C'mon, you saw how McCain actually physically embraced Obama at each debate. As if he were saying hi to his own long-lost son. It wasn't a cordial handshake, like Bush-Gore or Bush-Kerry. You could tell those guys felt good honest detestation for one another. John never got tough with Barack. Like a pasty-faced white man, he was terrified of being labeled a racist. Where were the Swift Boat attacks? Reverand Wright, Bill Ayers, Obama's probable non-American birth, his muslim early upbringing, ACORN et al. were ammunition in the breach of Republican heavy artillery, but John wouldn't pull the trigger. Instead he pulled that silly stunt, suspending his non-campaign and returning to DC to solve the financial crisis. And a fine job he did.
Barack never got real tough with John either, did he? He knew he didn't have to. No one was really challenging him but Hannity, Limbaugh, Coulter and other conservative talkers who Middle America thinks are loons. On the other side was Hollywood, the entire liberal media complex, the Soros fortune, foreign leaders and followers alike. What chance did poor ol' John have against this avalanche of Obama support? None. He preferred being labeled a loser than a racist. It's not easy running against The One, against someone canonized by Oprah. John was running against a certain amount of white guilt. This, more than anything, was Obama's ace-in-the-hole.
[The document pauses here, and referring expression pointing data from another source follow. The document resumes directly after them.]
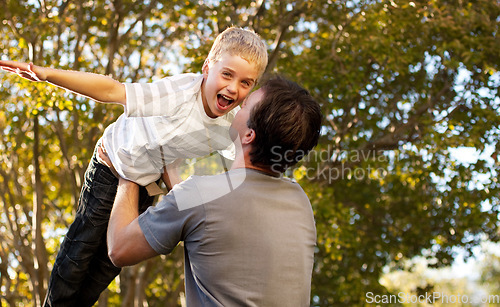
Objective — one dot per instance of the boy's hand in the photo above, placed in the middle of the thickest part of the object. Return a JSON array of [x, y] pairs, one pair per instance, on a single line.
[[25, 70]]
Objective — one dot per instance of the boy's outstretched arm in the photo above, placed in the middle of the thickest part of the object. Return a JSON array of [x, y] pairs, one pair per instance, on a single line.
[[97, 87]]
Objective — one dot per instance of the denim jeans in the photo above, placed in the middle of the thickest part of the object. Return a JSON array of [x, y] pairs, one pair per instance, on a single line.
[[82, 269]]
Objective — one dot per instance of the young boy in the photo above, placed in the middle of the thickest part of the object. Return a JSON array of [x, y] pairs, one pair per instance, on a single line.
[[183, 116]]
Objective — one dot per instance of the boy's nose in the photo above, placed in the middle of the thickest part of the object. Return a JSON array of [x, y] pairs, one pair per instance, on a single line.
[[232, 87]]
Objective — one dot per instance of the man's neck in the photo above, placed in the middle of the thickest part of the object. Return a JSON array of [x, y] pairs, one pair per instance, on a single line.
[[241, 162]]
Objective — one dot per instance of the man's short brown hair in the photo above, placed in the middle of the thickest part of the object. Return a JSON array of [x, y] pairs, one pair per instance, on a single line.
[[287, 125]]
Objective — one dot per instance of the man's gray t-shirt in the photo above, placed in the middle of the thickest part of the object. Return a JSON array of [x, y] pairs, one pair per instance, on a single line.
[[252, 246]]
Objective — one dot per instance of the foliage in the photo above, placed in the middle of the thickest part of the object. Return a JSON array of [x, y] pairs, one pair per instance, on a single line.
[[401, 85]]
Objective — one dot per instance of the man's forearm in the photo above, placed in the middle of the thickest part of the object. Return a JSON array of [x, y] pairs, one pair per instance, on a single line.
[[125, 210]]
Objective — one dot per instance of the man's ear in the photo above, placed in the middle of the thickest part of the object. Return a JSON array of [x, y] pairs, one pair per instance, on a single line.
[[249, 137]]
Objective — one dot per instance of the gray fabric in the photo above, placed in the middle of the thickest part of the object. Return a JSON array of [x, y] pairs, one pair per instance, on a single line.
[[252, 246]]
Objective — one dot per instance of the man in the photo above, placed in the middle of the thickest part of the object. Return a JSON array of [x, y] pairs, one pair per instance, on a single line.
[[253, 243]]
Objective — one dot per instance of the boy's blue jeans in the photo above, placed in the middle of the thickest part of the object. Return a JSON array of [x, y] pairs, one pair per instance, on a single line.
[[82, 269]]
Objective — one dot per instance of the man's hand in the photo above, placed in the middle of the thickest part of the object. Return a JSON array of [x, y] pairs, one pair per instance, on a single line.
[[25, 70], [127, 244]]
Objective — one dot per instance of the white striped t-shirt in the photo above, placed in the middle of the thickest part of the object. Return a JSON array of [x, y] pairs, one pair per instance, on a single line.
[[164, 121]]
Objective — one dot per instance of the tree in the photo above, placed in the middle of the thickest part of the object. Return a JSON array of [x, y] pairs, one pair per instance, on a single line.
[[400, 83]]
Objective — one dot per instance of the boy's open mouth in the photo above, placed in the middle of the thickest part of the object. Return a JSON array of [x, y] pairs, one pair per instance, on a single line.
[[224, 101]]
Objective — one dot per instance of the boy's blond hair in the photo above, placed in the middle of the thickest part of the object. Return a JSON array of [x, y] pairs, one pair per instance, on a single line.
[[241, 42]]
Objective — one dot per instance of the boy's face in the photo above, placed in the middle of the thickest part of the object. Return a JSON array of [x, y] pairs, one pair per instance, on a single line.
[[226, 84], [240, 122]]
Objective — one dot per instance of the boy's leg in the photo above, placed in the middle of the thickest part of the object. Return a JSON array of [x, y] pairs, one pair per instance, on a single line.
[[84, 236], [101, 270]]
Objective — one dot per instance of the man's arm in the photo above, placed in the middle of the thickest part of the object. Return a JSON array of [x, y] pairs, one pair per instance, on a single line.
[[97, 87], [127, 244]]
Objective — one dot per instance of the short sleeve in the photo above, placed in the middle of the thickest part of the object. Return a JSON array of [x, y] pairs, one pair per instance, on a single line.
[[161, 98]]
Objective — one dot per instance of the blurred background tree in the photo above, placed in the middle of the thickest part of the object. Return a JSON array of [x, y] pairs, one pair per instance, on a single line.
[[402, 84]]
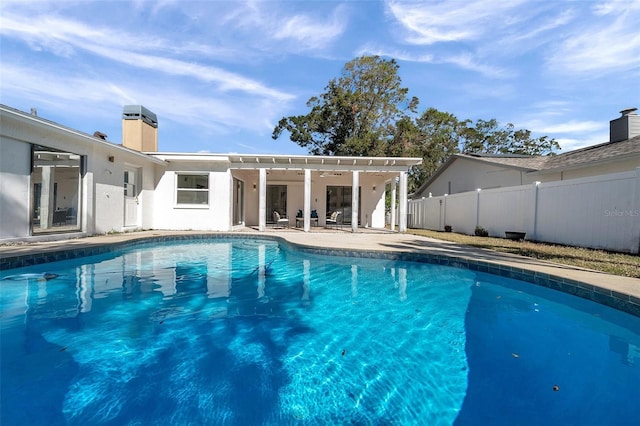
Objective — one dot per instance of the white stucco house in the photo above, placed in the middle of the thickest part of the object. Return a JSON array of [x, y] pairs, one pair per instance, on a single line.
[[57, 182], [470, 171]]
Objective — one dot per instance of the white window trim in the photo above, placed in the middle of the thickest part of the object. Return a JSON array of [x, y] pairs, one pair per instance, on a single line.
[[176, 205]]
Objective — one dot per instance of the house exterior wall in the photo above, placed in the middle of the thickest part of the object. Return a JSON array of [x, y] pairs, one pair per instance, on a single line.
[[468, 175], [15, 158], [102, 195], [215, 216]]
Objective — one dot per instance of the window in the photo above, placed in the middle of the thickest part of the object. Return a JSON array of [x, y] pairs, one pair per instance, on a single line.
[[129, 184], [192, 189], [56, 198]]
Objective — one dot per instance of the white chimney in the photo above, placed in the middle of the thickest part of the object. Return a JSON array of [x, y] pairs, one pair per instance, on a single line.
[[626, 126]]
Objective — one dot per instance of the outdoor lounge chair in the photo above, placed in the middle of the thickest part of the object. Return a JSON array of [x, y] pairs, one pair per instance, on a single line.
[[334, 219], [280, 221]]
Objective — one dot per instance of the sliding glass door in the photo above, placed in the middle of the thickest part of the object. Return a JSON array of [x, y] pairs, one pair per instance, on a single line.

Other anomalies? How else can you explain John's selection of Sarah Palin as his running-mate? He knew he would lose. So he got someone young, with lots of energy to go on the stump. Someone he figured could actually gain something from the campaign. Someone who wasn't ready now but who would learn and get smart and be ready next time. John really is a good man viewed from that particular decision. I'm not sure Sarah was clued in however.
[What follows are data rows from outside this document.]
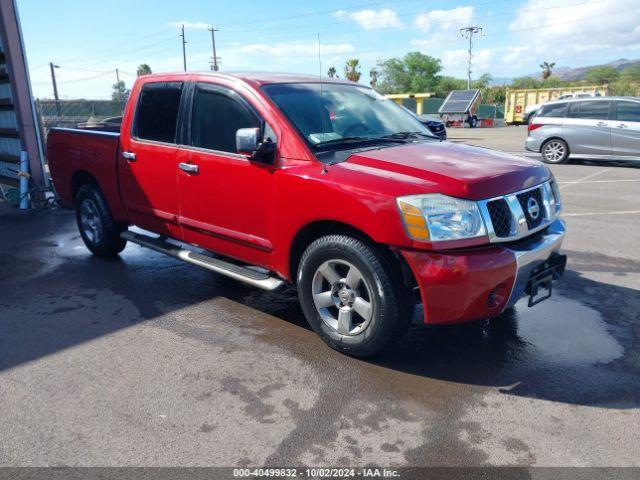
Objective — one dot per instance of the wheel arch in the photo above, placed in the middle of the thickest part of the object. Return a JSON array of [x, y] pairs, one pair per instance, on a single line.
[[314, 230]]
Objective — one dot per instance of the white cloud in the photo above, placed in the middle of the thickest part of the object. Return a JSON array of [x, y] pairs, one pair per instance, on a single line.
[[444, 21], [371, 19], [297, 48], [190, 25], [568, 32]]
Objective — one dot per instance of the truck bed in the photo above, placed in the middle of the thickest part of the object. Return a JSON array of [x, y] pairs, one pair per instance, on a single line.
[[75, 153]]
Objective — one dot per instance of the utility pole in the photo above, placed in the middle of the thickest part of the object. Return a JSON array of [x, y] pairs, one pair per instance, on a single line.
[[53, 80], [184, 50], [214, 59], [468, 33], [55, 86]]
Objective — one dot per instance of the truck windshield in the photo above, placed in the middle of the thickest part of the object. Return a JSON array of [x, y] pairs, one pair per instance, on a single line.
[[343, 115]]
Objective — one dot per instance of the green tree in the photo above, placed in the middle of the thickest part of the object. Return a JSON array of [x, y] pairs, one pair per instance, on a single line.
[[352, 70], [547, 69], [120, 92], [602, 75], [143, 69], [414, 73]]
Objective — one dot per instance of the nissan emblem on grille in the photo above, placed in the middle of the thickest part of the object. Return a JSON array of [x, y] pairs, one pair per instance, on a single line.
[[533, 208]]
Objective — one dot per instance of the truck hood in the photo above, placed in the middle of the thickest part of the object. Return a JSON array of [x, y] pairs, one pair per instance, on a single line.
[[458, 170]]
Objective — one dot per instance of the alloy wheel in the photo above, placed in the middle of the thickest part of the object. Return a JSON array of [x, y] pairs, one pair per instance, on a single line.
[[342, 297]]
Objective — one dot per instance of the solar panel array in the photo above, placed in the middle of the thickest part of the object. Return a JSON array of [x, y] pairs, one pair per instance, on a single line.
[[459, 101]]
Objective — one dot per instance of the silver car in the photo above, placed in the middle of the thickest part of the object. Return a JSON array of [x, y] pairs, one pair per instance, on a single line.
[[597, 128]]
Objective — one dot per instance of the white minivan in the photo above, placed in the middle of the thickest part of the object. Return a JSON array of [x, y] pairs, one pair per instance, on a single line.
[[597, 128]]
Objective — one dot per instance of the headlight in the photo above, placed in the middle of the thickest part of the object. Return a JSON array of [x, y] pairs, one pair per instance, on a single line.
[[436, 217]]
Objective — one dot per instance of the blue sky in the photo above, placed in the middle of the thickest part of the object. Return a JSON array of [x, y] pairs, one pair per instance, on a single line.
[[89, 40]]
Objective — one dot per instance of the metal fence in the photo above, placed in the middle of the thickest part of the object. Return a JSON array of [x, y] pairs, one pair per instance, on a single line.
[[77, 113]]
And yet. And yet... Obama didn't win by 40 percent. Or even 20 percent. Maybe ten. In the end, without trying too hard, the Republican candidate did better than the Party probably expected. Voters were disgusted with Bush and the Republicans, but many of these same people were leery of The One. And, what the heck, Sarah emerged as an up-and-coming force in the Republican Governor's Conference.
If I'm right, look for McCain to wind up in an important post in the Obama administration. He may even switch to a seat across the aisle, give the Senate Democrats that veto-proof majority. One way or the other, John will do well for himself. But he let the rest of us down. How can you ask for our financial and moral support when you don't intend to fight for us!? It's not fair to us conservative folks. We feel like we have no one on our side. Maybe that's our clue. He doesn't care about us. He never did.
In the next presidential election cycle, four years from now... more probably eight years from now (gag)... who will remember any of these also-rans?
Joe the Plumber said more in one sentence than the rest of these dopes said in months and months of rhetoric.